企画/輸送需要を見極めて、船をどこからどこへ向かわせるのか検討
営業/自動車メーカーなどのお客様に対して需要に応える輸送を提案、運賃の交渉など
運航/各船の船長に対して運航計画の指示、各港の代理店との連絡、船のスケジュール管理など

Oregon Highway

 

自動車の輸送は写真のような自動車専用船を使って行ないます。箱型の船の内部は屋内立体駐車場のようになっており、最大級の船は一度に7,500台の車を積むことが可能です。“K” Lineの自動車船は海の上で自動車を安全かつスピーディーに輸送すべく原則「○○Highway」という名前がついています。

Rockies Highway

 

船が港に到着すると積荷の自動車が岸壁に並んでいます。
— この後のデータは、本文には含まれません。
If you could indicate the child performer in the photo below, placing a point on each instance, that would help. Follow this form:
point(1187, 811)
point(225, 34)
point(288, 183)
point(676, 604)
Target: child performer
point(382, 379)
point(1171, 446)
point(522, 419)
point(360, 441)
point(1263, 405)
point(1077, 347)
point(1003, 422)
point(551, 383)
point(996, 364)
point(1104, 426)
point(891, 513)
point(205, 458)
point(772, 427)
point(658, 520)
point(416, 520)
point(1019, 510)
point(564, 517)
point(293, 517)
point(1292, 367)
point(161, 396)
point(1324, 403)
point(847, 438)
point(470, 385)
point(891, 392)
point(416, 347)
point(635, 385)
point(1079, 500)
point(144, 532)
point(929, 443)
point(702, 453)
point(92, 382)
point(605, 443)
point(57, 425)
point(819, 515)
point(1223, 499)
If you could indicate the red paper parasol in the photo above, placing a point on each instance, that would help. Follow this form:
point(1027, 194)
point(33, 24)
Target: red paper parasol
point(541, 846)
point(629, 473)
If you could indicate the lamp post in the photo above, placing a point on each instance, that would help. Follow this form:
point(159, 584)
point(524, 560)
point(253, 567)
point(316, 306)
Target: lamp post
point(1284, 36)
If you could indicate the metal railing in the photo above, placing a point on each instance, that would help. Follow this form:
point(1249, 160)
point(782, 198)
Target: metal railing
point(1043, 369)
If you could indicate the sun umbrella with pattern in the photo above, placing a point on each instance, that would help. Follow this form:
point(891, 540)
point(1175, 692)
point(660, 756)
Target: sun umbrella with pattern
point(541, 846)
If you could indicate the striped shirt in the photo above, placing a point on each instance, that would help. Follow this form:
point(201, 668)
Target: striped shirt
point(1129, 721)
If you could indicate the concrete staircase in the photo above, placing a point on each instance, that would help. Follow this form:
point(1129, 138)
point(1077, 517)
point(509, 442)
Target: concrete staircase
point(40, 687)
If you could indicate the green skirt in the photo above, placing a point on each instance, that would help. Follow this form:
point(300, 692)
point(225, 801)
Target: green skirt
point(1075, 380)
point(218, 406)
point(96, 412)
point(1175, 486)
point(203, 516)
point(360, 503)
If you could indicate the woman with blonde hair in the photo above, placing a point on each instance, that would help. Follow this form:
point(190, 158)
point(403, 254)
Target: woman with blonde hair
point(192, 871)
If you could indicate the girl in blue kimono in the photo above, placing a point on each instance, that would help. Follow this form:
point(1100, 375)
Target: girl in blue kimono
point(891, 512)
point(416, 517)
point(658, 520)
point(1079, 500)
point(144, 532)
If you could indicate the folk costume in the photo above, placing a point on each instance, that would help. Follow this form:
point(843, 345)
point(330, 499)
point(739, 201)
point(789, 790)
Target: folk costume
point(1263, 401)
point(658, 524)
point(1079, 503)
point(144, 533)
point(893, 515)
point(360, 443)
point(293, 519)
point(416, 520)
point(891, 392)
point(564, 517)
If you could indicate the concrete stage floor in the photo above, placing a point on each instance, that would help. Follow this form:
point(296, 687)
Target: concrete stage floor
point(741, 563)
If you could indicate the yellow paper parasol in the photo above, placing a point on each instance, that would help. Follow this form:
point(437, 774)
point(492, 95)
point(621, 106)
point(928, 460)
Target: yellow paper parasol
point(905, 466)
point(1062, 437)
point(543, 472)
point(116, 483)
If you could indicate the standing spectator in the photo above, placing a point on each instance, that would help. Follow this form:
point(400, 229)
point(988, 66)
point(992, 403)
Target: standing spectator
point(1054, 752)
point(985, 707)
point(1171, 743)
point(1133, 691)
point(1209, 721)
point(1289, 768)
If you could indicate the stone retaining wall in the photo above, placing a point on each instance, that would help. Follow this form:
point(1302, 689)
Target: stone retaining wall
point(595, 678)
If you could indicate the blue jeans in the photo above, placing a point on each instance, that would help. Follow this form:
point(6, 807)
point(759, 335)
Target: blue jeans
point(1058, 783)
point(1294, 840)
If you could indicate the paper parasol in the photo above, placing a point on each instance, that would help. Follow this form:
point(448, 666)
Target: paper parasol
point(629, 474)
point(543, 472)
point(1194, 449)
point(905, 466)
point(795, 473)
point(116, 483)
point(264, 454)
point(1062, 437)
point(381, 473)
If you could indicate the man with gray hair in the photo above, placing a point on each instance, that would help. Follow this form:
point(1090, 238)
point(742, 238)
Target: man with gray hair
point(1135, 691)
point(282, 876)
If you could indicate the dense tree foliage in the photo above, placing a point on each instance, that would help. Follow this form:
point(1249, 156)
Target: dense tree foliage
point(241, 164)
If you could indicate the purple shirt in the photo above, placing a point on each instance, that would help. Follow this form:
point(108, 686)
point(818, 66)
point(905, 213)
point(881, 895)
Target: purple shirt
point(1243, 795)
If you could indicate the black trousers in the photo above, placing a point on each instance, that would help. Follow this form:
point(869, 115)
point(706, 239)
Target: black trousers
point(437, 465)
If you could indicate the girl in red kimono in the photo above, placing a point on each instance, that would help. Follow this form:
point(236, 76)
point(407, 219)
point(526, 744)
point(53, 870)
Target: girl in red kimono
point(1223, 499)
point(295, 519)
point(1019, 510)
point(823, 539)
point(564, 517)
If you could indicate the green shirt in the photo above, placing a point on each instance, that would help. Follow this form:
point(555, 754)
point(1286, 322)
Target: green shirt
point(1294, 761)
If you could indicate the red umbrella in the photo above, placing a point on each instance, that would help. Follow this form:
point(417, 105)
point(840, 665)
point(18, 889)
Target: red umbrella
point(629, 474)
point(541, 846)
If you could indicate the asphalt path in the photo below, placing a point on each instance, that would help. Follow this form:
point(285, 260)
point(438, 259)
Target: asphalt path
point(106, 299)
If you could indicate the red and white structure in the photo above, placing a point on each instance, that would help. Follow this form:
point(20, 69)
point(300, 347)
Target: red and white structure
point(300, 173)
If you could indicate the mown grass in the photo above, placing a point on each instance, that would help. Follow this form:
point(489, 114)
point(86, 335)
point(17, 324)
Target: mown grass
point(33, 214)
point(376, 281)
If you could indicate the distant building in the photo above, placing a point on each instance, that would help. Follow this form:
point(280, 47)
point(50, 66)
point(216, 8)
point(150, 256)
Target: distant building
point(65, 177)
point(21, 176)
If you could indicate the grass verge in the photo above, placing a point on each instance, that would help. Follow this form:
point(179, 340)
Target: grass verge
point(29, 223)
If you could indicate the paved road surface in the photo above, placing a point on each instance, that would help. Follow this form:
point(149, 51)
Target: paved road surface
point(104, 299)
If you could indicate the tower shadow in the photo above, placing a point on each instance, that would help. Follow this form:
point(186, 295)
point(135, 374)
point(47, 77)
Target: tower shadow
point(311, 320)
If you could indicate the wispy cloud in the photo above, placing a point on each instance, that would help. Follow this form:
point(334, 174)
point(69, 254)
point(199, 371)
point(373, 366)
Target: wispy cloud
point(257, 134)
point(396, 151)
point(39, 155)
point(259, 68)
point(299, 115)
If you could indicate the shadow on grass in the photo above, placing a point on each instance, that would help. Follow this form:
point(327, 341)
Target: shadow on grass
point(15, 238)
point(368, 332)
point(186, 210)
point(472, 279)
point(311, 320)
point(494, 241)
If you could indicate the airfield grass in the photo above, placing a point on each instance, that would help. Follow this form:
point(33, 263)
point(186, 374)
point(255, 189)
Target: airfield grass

日本車を世界各地に運ぶのはもちろんのこと、日本を経由しない輸送も数多く取り扱っています。皆さんが世界各地で目にする車もこうした船に乗って遠い国から輸送されてきたものかもしれません。

Nippon Highway

 

停泊中の自動車船に次々と車が積み込まれます。大切なお客様の製品を傷つけることなく輸送するために自動車輸送には高度な品質管理が求められます。そのため自動車専用船による輸送を行う船会社は世界でも数社しかありません。

第10TOYOTA丸

 

“K” Lineは1970年に日本で初めて自動車専用船を建造、このとき命名された「自動車専用船(Pure Car Career)」という名称は、PCCという海運用語にもなっています。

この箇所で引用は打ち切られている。